Volkswagen acknowledged in 2015 that it had placed illegal software in 11 million cars around the world that could help them cheat on pollution tests.
While it cheated on those tests, it raised money from American investors. Between April 2014 and May 2015, Volkswagen raised more than $13 billion from American investors in the bond and securities markets, even as top management knew that hundreds of thousands of its diesel vehicles exceeded vehicle emissions limits by a large margin, the S.E.C. said in its complaint, which was filed in San Francisco.
Mr.
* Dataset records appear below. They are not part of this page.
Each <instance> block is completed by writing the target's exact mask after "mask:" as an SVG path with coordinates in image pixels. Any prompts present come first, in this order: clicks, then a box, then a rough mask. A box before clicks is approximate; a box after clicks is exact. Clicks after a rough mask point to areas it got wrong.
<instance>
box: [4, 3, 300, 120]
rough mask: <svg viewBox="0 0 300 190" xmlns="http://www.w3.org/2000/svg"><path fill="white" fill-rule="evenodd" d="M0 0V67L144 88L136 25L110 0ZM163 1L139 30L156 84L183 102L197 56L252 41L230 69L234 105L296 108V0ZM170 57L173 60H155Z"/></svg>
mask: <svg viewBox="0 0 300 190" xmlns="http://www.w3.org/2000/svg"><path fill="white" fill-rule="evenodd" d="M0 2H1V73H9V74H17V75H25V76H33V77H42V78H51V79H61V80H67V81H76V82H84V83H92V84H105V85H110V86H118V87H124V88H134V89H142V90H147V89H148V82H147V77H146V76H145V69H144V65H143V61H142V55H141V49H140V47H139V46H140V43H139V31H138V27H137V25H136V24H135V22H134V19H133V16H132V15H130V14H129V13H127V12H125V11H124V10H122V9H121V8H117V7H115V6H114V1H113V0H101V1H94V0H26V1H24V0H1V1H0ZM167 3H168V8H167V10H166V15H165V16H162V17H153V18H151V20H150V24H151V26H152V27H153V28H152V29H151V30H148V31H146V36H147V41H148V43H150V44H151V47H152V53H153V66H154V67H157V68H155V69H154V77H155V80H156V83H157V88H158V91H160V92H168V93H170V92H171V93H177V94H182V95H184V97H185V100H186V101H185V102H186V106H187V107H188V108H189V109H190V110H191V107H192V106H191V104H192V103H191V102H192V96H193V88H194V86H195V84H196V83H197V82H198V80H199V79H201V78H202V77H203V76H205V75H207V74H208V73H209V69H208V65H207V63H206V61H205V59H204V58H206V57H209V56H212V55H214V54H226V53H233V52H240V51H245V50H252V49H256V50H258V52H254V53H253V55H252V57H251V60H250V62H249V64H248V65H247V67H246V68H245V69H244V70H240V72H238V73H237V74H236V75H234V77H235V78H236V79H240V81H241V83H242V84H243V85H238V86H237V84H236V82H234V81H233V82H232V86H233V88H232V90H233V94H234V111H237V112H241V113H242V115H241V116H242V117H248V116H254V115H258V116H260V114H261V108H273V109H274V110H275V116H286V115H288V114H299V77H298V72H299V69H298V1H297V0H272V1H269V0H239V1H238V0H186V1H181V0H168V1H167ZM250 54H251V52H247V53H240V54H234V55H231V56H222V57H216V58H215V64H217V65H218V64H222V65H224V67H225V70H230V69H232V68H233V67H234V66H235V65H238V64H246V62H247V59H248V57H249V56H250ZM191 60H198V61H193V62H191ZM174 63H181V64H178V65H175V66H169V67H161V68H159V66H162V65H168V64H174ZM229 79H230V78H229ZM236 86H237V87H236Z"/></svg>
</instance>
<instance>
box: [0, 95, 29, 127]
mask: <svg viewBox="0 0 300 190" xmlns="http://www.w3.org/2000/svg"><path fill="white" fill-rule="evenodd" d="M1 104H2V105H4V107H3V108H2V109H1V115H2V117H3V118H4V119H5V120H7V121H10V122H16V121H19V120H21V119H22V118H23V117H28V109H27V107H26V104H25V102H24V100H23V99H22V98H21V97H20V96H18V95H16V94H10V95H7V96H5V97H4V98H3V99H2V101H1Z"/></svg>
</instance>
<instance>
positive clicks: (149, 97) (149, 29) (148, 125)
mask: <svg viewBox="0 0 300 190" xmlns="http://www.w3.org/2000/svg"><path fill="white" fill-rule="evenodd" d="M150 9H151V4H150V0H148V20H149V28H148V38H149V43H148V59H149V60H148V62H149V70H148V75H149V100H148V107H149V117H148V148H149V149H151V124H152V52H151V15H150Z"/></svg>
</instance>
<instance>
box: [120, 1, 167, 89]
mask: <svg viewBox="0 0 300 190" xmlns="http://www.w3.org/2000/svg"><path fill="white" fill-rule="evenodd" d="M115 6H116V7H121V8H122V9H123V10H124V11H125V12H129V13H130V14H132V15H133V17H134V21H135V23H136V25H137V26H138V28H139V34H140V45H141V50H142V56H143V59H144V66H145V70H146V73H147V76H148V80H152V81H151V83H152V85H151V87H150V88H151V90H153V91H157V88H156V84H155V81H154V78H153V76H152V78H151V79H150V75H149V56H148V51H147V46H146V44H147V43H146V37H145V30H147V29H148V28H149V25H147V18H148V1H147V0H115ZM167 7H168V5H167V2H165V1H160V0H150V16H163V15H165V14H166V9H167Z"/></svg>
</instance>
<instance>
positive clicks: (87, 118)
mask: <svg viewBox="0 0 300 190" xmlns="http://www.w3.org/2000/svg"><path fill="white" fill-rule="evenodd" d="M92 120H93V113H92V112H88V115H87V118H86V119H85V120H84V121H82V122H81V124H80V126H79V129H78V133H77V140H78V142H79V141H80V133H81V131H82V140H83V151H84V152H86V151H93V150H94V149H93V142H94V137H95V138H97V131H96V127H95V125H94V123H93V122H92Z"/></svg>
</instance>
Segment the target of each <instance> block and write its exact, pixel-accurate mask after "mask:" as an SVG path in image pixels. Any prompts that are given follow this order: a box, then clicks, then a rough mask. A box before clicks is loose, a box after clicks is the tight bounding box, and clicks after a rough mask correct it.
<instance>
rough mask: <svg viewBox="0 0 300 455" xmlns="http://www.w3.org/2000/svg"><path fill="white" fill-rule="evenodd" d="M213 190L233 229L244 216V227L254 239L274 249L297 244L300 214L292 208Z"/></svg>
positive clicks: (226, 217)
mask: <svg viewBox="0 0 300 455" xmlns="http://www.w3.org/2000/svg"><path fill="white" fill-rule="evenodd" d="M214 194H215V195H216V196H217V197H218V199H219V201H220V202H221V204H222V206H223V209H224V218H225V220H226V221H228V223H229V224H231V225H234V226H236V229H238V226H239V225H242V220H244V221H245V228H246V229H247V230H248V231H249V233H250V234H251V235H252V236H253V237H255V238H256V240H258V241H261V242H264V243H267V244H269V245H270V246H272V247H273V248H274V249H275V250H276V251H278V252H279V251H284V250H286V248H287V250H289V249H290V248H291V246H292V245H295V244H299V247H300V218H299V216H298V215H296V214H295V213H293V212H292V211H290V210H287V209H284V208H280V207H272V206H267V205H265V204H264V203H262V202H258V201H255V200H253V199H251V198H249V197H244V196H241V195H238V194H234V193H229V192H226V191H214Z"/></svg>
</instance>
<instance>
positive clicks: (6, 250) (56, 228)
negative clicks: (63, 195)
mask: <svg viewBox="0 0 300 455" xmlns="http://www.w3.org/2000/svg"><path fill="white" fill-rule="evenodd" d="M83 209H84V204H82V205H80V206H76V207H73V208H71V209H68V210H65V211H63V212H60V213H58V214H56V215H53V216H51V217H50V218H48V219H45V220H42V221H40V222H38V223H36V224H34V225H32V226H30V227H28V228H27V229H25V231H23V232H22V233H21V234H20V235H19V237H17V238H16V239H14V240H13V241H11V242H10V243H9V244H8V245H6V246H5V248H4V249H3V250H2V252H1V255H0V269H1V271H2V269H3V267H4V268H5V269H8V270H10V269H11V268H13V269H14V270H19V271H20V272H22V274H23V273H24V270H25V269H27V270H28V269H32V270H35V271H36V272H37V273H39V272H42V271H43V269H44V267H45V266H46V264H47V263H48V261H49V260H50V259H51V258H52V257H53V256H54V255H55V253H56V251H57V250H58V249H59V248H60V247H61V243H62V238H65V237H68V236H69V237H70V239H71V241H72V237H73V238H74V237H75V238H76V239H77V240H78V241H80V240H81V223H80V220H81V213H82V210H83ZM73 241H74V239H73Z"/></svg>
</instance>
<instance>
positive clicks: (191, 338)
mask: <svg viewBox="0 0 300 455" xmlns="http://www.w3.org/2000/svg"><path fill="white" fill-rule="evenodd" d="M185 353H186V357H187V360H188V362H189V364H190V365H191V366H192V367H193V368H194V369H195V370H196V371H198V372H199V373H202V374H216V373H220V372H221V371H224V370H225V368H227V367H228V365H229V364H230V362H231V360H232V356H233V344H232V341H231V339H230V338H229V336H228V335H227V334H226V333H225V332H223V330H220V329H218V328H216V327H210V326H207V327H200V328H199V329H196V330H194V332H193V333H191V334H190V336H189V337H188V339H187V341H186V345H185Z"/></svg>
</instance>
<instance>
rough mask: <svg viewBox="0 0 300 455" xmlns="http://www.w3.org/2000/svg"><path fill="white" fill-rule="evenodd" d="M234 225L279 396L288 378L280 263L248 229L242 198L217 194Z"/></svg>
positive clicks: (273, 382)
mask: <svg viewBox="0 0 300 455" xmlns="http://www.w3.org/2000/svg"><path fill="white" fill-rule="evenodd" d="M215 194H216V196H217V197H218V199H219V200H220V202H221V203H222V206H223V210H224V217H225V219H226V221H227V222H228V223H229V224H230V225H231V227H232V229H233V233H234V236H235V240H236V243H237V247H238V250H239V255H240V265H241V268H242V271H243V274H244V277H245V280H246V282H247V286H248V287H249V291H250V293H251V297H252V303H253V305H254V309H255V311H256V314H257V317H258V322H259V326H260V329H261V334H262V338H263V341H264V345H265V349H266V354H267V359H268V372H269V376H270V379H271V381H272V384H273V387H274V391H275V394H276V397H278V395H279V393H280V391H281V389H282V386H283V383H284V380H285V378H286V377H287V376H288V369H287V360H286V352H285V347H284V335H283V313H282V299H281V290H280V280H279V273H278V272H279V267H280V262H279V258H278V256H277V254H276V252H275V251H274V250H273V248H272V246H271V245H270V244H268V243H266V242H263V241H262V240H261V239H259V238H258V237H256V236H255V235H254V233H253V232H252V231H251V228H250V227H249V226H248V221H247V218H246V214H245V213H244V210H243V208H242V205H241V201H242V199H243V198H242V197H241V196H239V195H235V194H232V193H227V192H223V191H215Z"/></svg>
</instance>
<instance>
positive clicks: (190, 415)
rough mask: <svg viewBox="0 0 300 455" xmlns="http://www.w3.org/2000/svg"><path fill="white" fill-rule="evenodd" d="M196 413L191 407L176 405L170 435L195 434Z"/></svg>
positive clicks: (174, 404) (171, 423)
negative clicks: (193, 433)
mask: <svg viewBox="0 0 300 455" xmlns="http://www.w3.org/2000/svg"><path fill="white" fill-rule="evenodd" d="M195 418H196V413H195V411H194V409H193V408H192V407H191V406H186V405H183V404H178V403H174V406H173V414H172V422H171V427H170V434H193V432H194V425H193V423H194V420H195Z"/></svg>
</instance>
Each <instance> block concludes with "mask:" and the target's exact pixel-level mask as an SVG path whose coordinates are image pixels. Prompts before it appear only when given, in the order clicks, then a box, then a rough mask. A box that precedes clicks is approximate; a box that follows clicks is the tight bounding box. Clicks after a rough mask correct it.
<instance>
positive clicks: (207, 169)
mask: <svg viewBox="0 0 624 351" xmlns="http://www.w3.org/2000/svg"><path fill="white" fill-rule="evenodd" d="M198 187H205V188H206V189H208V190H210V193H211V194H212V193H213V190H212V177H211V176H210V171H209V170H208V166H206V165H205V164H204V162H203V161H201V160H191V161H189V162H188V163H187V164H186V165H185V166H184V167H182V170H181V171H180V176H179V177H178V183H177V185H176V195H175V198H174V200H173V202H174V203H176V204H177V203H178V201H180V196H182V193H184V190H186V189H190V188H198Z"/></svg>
Winterkorn and other Volkswagen executives were told about devices that were being used to conceal emissions problems as early as November 2007, at a meeting with engineers about problems with the carmakers “clean diesel” cars, the regulator said in its complaint.
“Although at least one meeting participant warned that putting the existing vehicles on the road in the U.S. would damage VW’s reputation if the vehicles’ high emissions were later discovered, those concerns were ignored,” the S.E.C. said in its complaint.
By lying, Volkswagen was about to reap hundreds of millions of dollars from investors on more favorable terms for the company, it said.
Volkswagen made “false and misleading statements to investors and underwriters about vehicle quality, environmental compliance, and VW’s financial standing,” the S.E.C. said on Thursday.